Download A NEUTRAL THEORY OF SPECIATION AND DIVERSITY

A NEUTRAL THEORY OF SPECIATION AND DIVERSITY
M.A.M. de Aguiar1,2, M. Baranger1,3, E.M. Baptestini2, L. Kaufman1,4 and Y. Bar-Yam1
1 New England Complex Systems Institute, Cambridge, MA 02138,USA
2 Universidade Estadual de Campinas, Unicamp 13083-970, Campinas, SP, Brasil
3 University of Arizona, Tucson, AZ 85719, USA
4 Boston University, Boston, MA 02215, USA
keywords: evolution, ecology, speciation
1 - INTRODUCTION
The number of living species on Earth has been estimated to be between 10 and 100 million.
Understanding the processes that have generated such remarkable diversity is one of the greatest
challenges in evolutionary biology.

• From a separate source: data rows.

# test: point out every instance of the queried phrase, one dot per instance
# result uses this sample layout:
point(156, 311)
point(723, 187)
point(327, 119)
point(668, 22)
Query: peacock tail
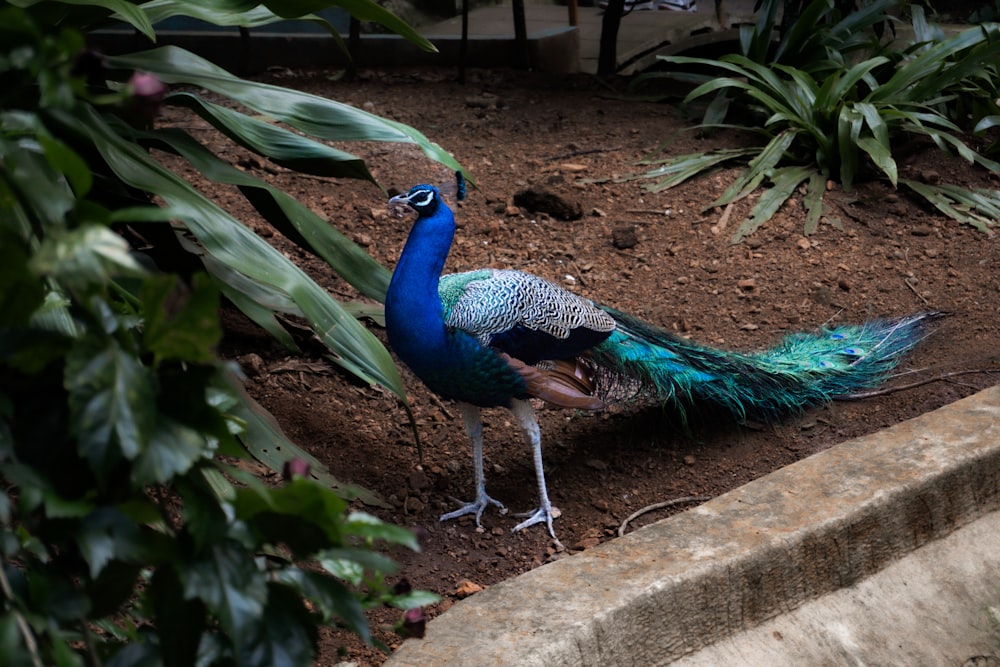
point(499, 338)
point(803, 369)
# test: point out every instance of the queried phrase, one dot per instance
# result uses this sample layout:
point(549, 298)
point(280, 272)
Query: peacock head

Among the many types of speciation processes studied, the allopatric
has been considered to be the most common and thus largely responsible for biodiversity. It occurs either
by adaptation to new environments of two or more geographically isolated sub-populations, or simply by
random genetic drift and bottlenecks independently affecting these sub-populations [1]. The opposite case
of sympatric speciation, occurring without physical barriers, is more controversial, although a growing set
of experimental data seems to corroborate its validity. Several theoretical models of sympatric speciation,
mostly based on numerical simulations, have been motivated by this observational evidence [2].
In this paper we examine another mechanism of speciation, that we term topopatric, based on symmetrybreaking and spontaneous pattern formation in genetic and physical space [3]. It is an example of a very
general phenomenon, frequently observed in physics, in chemistry, in developmental biology, and in
ecology, in which an initially symmetric (or uniform) distribution happens to be intrinsically unstable and
breaks down asymmetrically, leading to the self-organization of its members into clusters.
2 - THE MODEL
We simulated the evolution of a population whose members, at the beginning, are uniformly distributed in
a homogeneous environment and have identical genomes. The key ingredient of the model is the
introduction of assortative mating based on two critical mating distances: one in physical space and one
in genetic space. In physical space, an individual can mate only with others living in a certain
neighborhood of its location, as opposed to random panmictic mating within the entire population; the
size of this neighborhood is determined by the critical mating space distance S. In genetic space on the
other hand, an individual can mate only with others whose genome is not too different from its own; the
size of the allowed difference is determined by the critical mating genetic distance G. Neither one of
these restrictions, when imposed alone, leads to speciation. However, when they are both present,
speciation may happen depending on the values of parameters such as the spatial density of individuals,
the mutation rate, etc. Although this mating dynamics allows for gene flow only between a restricted set
of individuals in each single mating season, gene flow between any two individuals is possible in a few
generations since the mating neighborhoods always overlap. In the language of physics the system is, on
the average, invariant under space translations and speciation occurs by breaking this symmetry. It
occurs because the `homogeneous solution', i.e. the single uniform population, turns out to be unstable
and statistical fluctuations get amplified to produce patterns of population types in genetic space. This
instability is generated by the interaction between the physical and the genetic spaces.
3 - RESULTS
Figure 1 illustrates the time evolution of a population through 800 generations. Different species are
shown in different colors. After a transient period the population reaches a dynamical equilibrium, where
the rate of extinctions and new speciation events are equal, leading to a fixed average number of species
over long periods of time. The distribution of abundances, measuring the number of individuals per
species, can be calculated from the evolved populations. Typical results are shown in figure 2, compared
with empirical data. The qualitative agreement is remarkable. The observed empirical fits and recent data
on speciation suggest that the combined actions of selection and topopatry, rather that alopatry, may be
the dominant mechanism of speciation.
Figure 1 - Time evolution of a population with 2000 individuals on a 128 x 128 lattice
with G=20, S=6 and mutation rate 0.001.
Figure 2 - Abundance distribution. Black circles show the results of the simulation (left and bottom axis)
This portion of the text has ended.